Do not forget to re-check for alignment. Getting a straight edge and the faces in alignment at the same time is what sometimes makes even a woodworker swear.

Finally, cramp and glue as indicated. Use pads of polythene sheet to prevent reaction between the glue and the cramps.

If surface alignment is a problem, nip the centre first and manoeuvre each end into line and cramp.

If working with ready planed material don't wash away the squeezout, it will interfere with polishing.

An alternative approach

Some people like to grip both pieces in the vice and plane the two edges at the same time. Providing the boards are be arranged so that the show faces are either on the outside, or face each other on the inside of the pair, the alignment of the faces should be automatic, whatever the angle of the edges to the faces. Although many woodworkers have successfully used this technique over a lifetime, improvers should be aware that there can be a few mild reservations about this technique.

A Versatile Shooting Boardcan overcome the alignment problem, especially with thin boards. Novices might find them difficult to use at first, and they do become more difficult to use as the joint becomes longer and the wood is thicker or harder. It is worth persevering.

  • Work one board with the identifying mark upwards, and the other downwards. This automatically compensates for any angular inaccuracies caused by a combination of small errors in the plane, the board and the curvature of the blade. By the way, when using a shooting board, you should use a dead straight profile for the edge.
  • Take care not to tilt the plane. Try holding it with the fingers curling over the lever cap and the thumb tucked into the curve at the side of the frog.
  • It helps to hold the board against the bench stop so that it is at an angle to the edge of the bench with the end opposite your body, but adjusted so that you do not punch yourself in the hip with the tail of the plane. The best plan is to screw a skewed batten to the underside so that the board can be held in the vice in this position.
  • If obliged to work with slightly twisted material, stick temporary pads on the shooting board to stop the job rocking, thereby causing the plane to cut inconsistently.
  • Firstly, the face alignment will be correct no matter how out-of-square the edges are, but glue applied to the edges can act as a temporary lubricant. The greater the deviation, the more likely the 'glubricated' edges are to slide against each other when under pressure, making it more difficult to keep the surfaces in line while cramping up.
  • Secondly, while experienced workers can be sure of getting a straight edge first time, for others, exact re-aligning of the pieces in the vice for repeat planing can be fiddly.
  • Since taking a wide shaving from some difficult hardwoods can be no easy matter, the technique works best if the material is not too long, not too thick and not very hard.
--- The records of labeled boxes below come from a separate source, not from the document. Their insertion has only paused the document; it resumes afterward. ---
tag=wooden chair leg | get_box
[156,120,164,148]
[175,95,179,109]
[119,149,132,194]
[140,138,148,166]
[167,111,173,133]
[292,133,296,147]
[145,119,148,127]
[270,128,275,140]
A square fence, as shown on this shooting board is OK if you are working stuff with square ends. If the ends are not yet squared, it would be better to use a screw or a peg as a stop. Angled ends resting against the square stop throw the edge out of alignment with the shooting board. For an illustration seeA Versatile Shooting Board
Don't take too much notice of the design of the fence on this illustration. It should be taller.